How solve $\int_{0}^{\infty} \dfrac{1-\cos x}{x^{2}} dx$ What is the value of the following integral? $$\int_{0}^{\infty} \dfrac{1-\cos x}{x^{2}} dx$$ 
 A: If you are aware of the rather well-known identity:
$$ \forall \alpha>0,\qquad I(\alpha)=\lim_{N\to +\infty}\int_{0}^{N}\frac{\sin(\alpha x)}{x}\,dx = \frac{\pi}{2} \tag{1}$$
it is straightforward to check that:
$$ J=\int_{0}^{+\infty}\frac{1-\cos(x)}{x^2}\,dx = \int_{0}^{1}I(\alpha)\,d\alpha = \color{red}{\frac{\pi}{2}}.\tag{2} $$
You may also use integration by parts to check that $J=I(1)$.
A: With the usual contour $\;C_{\epsilon,R}\;$ with a little "bump" around zero (canonical semicircle of radius $\;\epsilon\;$ and around the upper canonical semicircle of radius $\;R,\,\, R>>\epsilon\;$, and with the function
$$f(z)=\frac{1-e^{iz}}{z^2}\implies \text{Res}_{z=0}\,(f)= \lim_{z\to0} z\,f(z)=-ie^{i\cdot0}=-i$$implies
$$0=\lim_{\epsilon\to0,\,R\to\infty}\oint_{C_{\epsilon,R}}\,f(z)dz=\int_{-\infty}^\infty f(x)\,dx-\pi i(-i)\implies\int_0^\infty\frac{1-\cos x}{x^2}=\frac\pi2$$
by comparing real parts and noticing our function is even (and thus dividing by two)
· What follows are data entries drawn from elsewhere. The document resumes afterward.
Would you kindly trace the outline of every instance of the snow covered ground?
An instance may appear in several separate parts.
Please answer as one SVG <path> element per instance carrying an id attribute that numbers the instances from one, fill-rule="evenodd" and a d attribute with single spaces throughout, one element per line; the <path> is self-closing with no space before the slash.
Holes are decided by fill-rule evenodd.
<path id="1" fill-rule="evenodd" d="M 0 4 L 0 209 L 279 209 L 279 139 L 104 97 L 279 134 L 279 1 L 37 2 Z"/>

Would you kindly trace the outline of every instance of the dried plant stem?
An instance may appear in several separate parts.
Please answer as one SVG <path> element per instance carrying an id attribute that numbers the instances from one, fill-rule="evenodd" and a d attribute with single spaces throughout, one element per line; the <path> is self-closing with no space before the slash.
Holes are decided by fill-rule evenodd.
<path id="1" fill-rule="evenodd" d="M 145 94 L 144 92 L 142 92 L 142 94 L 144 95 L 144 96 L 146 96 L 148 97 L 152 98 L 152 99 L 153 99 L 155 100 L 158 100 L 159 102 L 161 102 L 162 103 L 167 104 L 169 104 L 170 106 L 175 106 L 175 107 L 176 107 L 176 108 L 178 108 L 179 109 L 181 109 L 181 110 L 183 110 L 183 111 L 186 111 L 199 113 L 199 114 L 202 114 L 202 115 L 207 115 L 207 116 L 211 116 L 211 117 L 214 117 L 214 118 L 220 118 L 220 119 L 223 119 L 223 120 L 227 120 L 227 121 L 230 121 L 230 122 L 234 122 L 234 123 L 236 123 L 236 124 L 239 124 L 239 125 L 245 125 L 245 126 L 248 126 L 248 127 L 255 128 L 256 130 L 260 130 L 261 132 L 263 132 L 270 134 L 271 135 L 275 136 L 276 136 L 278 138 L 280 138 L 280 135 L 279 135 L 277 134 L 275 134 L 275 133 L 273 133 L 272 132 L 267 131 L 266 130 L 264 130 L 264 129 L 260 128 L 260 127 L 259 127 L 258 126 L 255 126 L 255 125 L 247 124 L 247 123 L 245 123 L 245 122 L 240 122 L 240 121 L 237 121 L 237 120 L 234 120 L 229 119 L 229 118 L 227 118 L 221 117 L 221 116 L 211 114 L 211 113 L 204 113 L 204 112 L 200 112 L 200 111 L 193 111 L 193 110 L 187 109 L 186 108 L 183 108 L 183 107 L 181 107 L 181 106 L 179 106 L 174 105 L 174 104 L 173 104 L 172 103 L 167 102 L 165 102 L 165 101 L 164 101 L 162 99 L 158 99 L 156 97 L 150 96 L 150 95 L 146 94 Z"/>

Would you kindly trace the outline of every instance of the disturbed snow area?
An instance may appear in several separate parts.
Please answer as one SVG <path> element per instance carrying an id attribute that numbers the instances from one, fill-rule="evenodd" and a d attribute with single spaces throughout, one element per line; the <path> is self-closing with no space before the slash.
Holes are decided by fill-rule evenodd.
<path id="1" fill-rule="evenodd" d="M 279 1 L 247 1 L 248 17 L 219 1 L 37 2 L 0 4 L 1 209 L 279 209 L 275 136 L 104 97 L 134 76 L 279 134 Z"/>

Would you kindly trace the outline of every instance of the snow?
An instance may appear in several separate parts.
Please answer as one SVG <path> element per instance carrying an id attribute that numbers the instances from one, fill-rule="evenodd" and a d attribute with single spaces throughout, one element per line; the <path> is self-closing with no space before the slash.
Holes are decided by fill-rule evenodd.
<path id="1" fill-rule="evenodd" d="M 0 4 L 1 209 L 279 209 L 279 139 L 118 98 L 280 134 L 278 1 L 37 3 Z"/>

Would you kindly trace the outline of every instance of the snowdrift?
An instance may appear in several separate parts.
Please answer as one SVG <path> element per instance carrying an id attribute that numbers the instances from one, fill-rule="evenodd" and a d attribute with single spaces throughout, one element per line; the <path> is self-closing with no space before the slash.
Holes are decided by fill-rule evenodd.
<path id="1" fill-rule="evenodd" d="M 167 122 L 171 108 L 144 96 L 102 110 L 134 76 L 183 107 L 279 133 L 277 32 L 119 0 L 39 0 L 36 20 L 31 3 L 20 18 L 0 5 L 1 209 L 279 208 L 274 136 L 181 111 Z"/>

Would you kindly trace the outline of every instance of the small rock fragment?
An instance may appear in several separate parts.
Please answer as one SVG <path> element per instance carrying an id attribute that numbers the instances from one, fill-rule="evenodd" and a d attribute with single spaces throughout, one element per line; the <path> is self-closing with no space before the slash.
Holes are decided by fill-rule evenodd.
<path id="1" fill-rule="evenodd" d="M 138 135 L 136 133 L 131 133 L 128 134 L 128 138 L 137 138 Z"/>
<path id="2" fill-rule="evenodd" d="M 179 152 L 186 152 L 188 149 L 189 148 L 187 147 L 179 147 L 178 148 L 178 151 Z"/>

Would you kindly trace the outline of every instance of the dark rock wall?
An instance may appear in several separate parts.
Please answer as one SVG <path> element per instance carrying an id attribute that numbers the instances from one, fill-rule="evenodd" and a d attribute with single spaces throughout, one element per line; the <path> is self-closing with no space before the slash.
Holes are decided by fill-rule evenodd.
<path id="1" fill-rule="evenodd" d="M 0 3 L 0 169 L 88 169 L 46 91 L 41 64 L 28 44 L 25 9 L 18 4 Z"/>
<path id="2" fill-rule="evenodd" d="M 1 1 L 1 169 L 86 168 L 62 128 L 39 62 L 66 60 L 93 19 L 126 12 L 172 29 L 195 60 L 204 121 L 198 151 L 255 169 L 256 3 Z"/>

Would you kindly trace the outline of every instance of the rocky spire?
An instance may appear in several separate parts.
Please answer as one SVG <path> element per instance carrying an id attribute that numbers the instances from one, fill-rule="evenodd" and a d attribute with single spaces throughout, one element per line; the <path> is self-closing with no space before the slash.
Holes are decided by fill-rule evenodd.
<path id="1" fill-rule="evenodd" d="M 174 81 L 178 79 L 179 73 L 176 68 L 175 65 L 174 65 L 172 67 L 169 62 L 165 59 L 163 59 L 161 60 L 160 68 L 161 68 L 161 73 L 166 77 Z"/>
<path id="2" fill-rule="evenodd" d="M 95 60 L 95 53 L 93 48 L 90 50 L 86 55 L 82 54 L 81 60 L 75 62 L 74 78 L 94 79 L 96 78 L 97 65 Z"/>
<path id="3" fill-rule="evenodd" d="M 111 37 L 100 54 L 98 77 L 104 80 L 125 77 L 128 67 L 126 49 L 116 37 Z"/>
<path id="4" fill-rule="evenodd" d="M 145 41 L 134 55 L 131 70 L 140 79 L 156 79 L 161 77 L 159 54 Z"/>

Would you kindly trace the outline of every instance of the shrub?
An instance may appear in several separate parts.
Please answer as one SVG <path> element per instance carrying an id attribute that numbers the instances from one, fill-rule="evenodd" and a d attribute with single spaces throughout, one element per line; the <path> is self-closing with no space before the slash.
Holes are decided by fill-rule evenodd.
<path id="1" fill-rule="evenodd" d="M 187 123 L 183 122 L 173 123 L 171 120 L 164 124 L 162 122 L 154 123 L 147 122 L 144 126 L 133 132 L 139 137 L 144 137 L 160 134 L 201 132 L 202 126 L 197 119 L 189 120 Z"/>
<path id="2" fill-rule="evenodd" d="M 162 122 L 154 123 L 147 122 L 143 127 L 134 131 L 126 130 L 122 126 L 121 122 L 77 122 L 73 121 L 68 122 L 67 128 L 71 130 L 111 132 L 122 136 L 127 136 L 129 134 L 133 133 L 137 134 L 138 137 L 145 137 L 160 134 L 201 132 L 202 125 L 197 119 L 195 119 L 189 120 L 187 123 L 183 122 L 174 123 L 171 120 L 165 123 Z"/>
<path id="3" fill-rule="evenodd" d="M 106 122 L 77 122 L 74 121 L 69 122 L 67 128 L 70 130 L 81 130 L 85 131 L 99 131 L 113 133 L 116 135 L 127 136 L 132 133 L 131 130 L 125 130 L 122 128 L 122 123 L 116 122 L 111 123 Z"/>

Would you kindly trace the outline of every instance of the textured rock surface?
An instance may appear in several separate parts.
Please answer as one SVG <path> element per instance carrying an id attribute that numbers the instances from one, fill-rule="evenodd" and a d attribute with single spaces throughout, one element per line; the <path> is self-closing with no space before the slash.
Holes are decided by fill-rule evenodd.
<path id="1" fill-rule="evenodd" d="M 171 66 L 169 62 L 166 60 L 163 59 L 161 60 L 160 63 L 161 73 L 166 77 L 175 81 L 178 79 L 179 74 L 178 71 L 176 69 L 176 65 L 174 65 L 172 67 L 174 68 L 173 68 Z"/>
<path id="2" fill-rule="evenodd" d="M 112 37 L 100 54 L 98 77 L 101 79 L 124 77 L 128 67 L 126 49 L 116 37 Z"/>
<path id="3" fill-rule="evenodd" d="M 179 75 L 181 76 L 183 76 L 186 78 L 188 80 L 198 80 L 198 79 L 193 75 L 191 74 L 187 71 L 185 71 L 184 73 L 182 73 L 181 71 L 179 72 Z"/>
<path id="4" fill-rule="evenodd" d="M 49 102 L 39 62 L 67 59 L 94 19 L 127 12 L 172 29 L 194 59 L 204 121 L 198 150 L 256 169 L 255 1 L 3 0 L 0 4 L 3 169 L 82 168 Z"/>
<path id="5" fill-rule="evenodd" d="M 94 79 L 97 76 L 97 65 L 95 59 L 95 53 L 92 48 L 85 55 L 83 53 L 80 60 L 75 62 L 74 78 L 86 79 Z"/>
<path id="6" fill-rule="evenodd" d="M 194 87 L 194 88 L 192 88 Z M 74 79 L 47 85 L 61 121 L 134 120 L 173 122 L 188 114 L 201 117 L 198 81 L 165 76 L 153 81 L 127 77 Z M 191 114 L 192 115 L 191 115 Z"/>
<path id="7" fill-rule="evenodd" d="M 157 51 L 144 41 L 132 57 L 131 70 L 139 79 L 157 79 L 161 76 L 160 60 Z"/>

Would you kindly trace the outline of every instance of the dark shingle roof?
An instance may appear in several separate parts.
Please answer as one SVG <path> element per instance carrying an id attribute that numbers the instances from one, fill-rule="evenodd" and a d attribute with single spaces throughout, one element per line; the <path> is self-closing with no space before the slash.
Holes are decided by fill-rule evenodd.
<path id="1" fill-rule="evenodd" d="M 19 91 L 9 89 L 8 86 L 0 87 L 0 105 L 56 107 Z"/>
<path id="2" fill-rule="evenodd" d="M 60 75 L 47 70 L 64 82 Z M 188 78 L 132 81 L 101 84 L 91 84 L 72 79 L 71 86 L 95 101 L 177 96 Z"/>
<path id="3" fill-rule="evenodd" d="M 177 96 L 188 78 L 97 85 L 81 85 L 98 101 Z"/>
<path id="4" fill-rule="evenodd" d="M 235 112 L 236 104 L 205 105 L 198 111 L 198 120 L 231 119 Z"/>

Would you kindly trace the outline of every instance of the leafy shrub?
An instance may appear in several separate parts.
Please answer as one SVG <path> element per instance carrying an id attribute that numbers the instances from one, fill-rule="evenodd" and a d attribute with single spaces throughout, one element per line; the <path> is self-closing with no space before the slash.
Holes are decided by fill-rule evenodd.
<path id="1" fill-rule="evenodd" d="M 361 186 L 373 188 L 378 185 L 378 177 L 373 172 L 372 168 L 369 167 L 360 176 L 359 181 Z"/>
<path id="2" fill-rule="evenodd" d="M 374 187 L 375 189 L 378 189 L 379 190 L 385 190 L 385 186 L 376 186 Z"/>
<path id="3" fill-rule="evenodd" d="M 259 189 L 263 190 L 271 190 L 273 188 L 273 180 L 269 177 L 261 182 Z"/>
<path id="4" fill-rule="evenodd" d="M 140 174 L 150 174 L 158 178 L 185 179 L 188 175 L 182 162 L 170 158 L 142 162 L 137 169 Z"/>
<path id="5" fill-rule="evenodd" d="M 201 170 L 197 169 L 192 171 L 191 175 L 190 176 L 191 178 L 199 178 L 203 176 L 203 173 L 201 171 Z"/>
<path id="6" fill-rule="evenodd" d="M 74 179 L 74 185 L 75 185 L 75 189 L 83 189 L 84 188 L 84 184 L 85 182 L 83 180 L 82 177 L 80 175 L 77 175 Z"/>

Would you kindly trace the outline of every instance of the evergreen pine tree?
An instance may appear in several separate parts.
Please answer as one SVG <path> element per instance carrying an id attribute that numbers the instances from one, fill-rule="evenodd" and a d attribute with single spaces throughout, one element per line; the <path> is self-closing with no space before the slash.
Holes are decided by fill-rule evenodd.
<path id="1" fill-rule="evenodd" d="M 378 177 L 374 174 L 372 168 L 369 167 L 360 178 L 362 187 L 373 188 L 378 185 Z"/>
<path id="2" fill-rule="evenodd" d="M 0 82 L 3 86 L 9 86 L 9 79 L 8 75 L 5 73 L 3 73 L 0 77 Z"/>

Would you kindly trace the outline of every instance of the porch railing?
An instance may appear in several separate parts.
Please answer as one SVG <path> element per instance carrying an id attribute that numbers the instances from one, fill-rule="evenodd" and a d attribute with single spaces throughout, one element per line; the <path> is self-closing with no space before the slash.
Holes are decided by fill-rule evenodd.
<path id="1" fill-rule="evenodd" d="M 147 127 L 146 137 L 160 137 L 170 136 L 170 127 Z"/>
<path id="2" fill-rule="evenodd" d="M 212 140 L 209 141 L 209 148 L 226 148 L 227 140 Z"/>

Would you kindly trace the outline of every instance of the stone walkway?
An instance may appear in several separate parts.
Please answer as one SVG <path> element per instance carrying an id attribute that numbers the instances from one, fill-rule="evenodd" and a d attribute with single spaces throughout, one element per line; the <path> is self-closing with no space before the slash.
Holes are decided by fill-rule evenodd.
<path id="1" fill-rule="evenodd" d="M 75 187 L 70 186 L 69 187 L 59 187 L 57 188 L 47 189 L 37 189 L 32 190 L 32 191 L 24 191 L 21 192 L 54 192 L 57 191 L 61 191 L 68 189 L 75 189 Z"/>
A: Solution for lazy people. A special case of Ramanujan's master theorem was obtained by Glaisher in the late 19th century using non-rigorous methods. It says that if
$$f(x) = \sum_{k=0}^\infty (-1)^ka_k x^{2k}$$
then:
$$\int_0^\infty f(x) \, dx = \frac{\pi}{2} a_{-\frac{1}{2}}$$
if the integral here converges. Here one assumes a natural extrapolation of the series expansion coefficients that in the rigorous proof is made unambiguous. When this involves factorials, the prescription is to use the analytic continuation given by gamma functions. In this case, we have:
$$\frac{1-\cos(x)}{x^2} = \sum_{k=0}^\infty (-1)^k \frac{x^{2k}}{(2k+2)!}$$
therefore $a_{-\frac{1}{2}} = 1$ and the integral is thus equal to $\frac{\pi}{2}$.
A: You could get the answer via integration by parts for:
$$\int_0^\infty\frac{\cos(x)}{x^2} \, dx$$
via the below for suitably chosen $u(x)$ and $v(x)$;
$$\int_0^\infty v \, du = uv - \int_0^\infty u \, dv$$
Hence;
$$\int_0^\infty \frac{\cos(x)}{x^2} \,dx= -\left[\cos(x) \left(\frac{-1}{x} \right) \right]_0^\infty - \int_0^\infty \frac{\sin(x)}{x}dx$$
Following Michael Hardy's comment;
$$\int_0^\infty \frac{-\sin(x)}{x} \, dx= -\left[\cos(x) \left( \frac{-1}{x} \right) \right]_0^\infty - \int_0^\infty \frac{-\cos(x)}{x^2}dx$$
We can now substitute this into the previous equation to find $\int_0^\infty \frac{\cos(x)}{x^2} \, dx$ in terms of $\cos(x)$ and $x$
For $\int_0^\infty \frac{1}{x^2} \, dx$, this is $\left[\dfrac{-1}{x}\right]_0^\infty$.